In the past, I’ve subscribed strongly to the evidence proposed by author Daniel Gilbert in his book Stumbling on Happiness where he claims that an income level above $40,000 does not actually increase a person’s happiness to any noticeable degree. Economist Daniel Kahneman argues a similar thing, but raises the necessary income level to $75,000 per year.

In other words, once a person’s needs are covered, additional income mostly goes to covering wants, which, beyond a very initial level, doesn’t lead to additional happiness in life.

Recently, though, a new study by Betsey Stevenson and Justin Wolfers, as described in this Forbes article, adds an interesting new element to the mix:

Relying on worldwide data from Gallup and other sources, Stevenson and Wolfers determine that the wealthier people are, the more satisfied they are with their lives, at least when you look at nationwide figures. They also find, contrary to what many economists believe, that there is not a point of wealth satiation beyond which happiness levels off.

In other words, if you compare nation-by-nation data, the data indicates that there is a direct relationship between happiness levels in a nation and average income levels in a nation. The higher the average income level, the higher the happiness in that nation. Furthermore, there’s no “peak” to this relationship – happiness keeps going up as a nation’s average wealth goes up.

The average person in a wealthy nation, like the United States, is happier than the average person in a poor nation, like Somalia, for example.

My take on these studies is that they don’t contradict each other, although it might seem so on the surface.

Instead, I believe that happiness, on some level, comes from the people that you care about most. In a nation where almost everyone has their basic needs met, happiness is going to be higher because the people you care about most are all in good shape.

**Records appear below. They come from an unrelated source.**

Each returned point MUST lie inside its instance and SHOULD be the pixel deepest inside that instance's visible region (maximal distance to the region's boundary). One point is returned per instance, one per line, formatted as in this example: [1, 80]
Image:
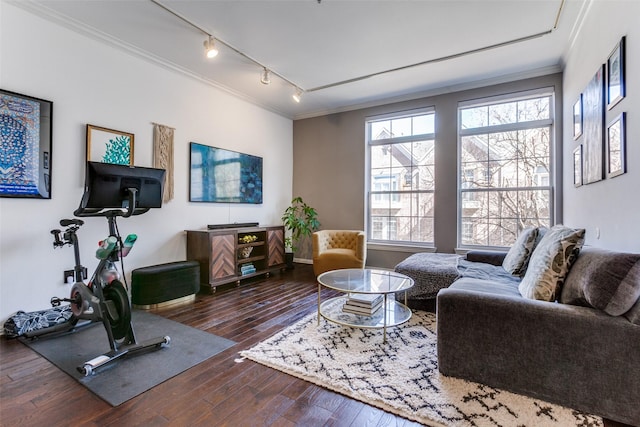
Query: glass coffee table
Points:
[365, 284]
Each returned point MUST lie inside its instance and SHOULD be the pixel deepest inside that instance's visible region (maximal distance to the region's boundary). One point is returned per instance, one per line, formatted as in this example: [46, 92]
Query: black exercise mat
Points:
[129, 376]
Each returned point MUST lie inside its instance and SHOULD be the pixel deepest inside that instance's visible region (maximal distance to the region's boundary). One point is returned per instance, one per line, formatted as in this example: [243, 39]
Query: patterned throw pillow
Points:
[518, 256]
[550, 263]
[602, 279]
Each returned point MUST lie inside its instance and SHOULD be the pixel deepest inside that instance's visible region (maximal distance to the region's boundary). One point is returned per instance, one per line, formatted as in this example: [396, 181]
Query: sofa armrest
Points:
[574, 356]
[488, 257]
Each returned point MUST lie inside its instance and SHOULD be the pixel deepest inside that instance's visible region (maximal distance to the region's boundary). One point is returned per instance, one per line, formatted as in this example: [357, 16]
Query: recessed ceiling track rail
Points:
[300, 90]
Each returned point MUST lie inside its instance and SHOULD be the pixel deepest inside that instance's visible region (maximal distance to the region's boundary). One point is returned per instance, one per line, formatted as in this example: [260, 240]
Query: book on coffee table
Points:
[365, 300]
[363, 304]
[362, 311]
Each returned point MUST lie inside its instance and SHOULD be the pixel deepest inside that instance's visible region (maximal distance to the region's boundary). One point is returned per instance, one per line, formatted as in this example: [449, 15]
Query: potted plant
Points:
[301, 220]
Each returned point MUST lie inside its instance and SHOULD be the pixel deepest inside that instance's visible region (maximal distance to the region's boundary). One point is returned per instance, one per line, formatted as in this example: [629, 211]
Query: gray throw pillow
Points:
[518, 256]
[634, 314]
[606, 280]
[550, 263]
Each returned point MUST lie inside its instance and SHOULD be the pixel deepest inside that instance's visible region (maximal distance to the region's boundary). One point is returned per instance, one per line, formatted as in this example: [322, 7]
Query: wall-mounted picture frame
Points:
[615, 75]
[109, 146]
[616, 153]
[26, 127]
[577, 118]
[577, 166]
[592, 129]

It’s often said that you are very similar to the average of your five closest friends. So, let’s say that you make an average salary – $50,000 a year or something like that. That would mean that the people you care about most earn that much on average as well.

In other words, not only are your basic needs fully met, but so are the basic needs of the people you care the most about.

In a nation with a much lower average income, the average worker might not be earning enough to cover all of his or her basic needs or wants. In that case, an average worker will have a lot of people in his or her life that are not meeting their basic needs, dragging down their collective happiness.

What’s the big idea here? If you work hard and earn a strong salary, it’s likely that your social circle will eventually include many others who also earn a strong salary. In some nations, that’s easier than others.

If you’re surrounded by people who have their basic needs met and they can take care of some of their wants, too, you’re going to be surrounded by happier people, on average, which will in turn help to make you happier.

This isn’t just a method of patting ourselves in the back for living in a nation with a high standard of living. It’s also motivation to work hard. If you work hard and focus on translating that hard work into an income that can cover your needs and many of your wants and you use that experience to build a social circle, you’ll not only bring yourself internal happiness, but you’ll naturally surround yourself with happier people, which helps even more.

In that sense, a higher income does bring about more happiness. It increases the likelihood that most of – if not all of – your friends are happier than the average, which lifts you up as well.

Note, of course, that this is simply my own theory regarding these studies, but I think it matches up well with what I’ve observed in my own life and the life of others around me.

The friends I’ve stuck with in life tend to have similar interests and similar habits and similar work ethics as my own, so it’s unsurprising that, on average, we’ll attain similar levels of happiness and that our happiness rubs off on each other.

We’re simply lucky to live in a place in the world where our hard work can translate into enough income to meet our needs and some of our wants.